= William Hauser =

William Clarke Hauser was an American minister, medical doctor, teacher, composer, and music publisher.

==Biography==
He was born December 23, 1812, in Bethania, Forsyth County, North Carolina. He was the son of Martin Hauser and Leah Billiter.

William Hauser united with the Methodist Church in 1827 and was licensed to preach in 1834 and was a circuit riding preacher for two years. On March 23, 1837, he married Eliza M. Renshaw (1813–1880), and they had three children: Carolina Elizabeth Hauser Parker (1838–1926), William Clarke Hauser (1844–1919), and Victor McLandhton Hauser (1847–1919). William Hauser raised his family in New Orleans, LA and Victor Hauser did the same in Ogden, Utah. William Hauser attended Henry College in Virginia, beginning in 1839. After moving to Georgia in 1841, he began the study of medicine. He later taught at Oglethorpe Medical College in Savannah, GA.

Hauser died on September 18, 1880. His last words were ″I feel that my work on earth is done, and there is not a cloud between me and God.″ William and Eliza Hauser are buried on their plantation, Hesperia, near Wadley in Jefferson County, Georgia.
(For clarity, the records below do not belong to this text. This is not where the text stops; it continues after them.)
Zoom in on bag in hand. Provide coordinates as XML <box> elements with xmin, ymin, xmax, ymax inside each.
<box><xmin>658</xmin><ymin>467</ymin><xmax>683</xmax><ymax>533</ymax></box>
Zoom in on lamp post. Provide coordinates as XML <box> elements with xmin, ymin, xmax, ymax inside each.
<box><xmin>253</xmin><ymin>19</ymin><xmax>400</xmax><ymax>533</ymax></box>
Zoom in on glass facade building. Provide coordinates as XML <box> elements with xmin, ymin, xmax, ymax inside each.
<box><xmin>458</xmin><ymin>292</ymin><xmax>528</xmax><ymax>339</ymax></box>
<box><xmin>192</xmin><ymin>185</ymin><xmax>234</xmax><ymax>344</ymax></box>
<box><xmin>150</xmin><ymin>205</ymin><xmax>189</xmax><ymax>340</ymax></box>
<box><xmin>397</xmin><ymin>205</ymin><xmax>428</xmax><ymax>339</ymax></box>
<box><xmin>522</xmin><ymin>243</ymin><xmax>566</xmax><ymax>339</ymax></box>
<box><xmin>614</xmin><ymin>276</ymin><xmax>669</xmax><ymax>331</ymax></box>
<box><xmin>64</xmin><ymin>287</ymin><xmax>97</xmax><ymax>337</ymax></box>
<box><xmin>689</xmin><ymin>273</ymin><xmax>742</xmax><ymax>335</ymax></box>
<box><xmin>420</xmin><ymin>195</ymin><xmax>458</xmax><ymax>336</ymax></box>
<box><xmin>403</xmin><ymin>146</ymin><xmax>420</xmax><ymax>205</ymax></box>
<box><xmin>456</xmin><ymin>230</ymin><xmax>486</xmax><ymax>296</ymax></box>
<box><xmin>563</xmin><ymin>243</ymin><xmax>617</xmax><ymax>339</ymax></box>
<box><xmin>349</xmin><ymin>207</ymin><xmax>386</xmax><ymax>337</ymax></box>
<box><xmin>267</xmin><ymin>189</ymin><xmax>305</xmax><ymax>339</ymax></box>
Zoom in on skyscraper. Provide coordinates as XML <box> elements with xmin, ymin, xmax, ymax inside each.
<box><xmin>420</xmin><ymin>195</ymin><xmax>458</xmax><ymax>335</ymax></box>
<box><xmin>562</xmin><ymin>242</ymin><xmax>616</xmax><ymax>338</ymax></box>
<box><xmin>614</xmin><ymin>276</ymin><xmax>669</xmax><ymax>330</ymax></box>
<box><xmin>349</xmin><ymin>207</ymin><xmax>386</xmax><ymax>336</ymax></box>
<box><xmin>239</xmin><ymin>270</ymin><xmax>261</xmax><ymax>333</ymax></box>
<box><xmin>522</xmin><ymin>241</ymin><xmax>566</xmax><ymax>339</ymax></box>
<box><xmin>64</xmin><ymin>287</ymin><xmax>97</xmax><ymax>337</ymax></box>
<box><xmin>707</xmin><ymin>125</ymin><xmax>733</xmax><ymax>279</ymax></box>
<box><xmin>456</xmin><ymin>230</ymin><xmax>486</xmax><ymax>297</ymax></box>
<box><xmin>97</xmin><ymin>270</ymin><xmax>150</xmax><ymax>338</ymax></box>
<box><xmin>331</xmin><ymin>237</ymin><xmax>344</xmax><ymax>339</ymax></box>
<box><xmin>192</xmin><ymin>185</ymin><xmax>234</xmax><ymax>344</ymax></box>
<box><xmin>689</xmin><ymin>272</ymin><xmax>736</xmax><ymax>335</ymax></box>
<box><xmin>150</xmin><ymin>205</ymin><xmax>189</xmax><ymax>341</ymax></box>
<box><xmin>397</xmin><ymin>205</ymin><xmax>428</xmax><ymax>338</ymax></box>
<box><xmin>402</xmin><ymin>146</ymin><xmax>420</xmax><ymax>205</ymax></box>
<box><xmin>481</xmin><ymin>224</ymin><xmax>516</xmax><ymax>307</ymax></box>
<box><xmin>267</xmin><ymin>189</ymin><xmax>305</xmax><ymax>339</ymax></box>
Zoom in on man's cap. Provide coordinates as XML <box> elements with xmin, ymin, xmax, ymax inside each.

According to a family member, "Hesperia Plantation was located on the southwestern corner of E. A. Goodson Road and Cooper Road. Cooper Road changes its name to West Smith Street and ends on the east end at the Cheatham/Hauser (Wadley City) Cemetery in Wadley, Georgia." The house is evidently no longer standing.

==Music==
Hauser made two significant contributions in the area of shape note music: (1) The Hesperian Harp: a Collection of Psalm and Hymn Tunes, Odes and Anthems, published in four shapes at Philadelphia by T. K. Collins Jr. in 1848; and (2) Olive Leaf: A Collection of Beautiful Tunes, New and Old; the Whole of One or More Hymns Accompanying Each Tune, for the Glory of God, and the Good of Mankind, published in seven shapes at Wadley, Georgia, by Hauser and Benjamin Turner in 1878. The Hesperian Harp was probably the largest shape note tune book of its day, containing 552 pages of music, including 36 songs composed by Hauser. His Olive Leaf was produced in the seven shape notes of Jesse B. Aikin and contained only eight of his compositions from the older book. But his new compositions numbered forty-eight. Thirteen of his compositions are included in the Shenandoah Harmony (2013) in four shapes. The Moravian Music Foundation calls William Hauser "Appalachia's most significant contribution to American music."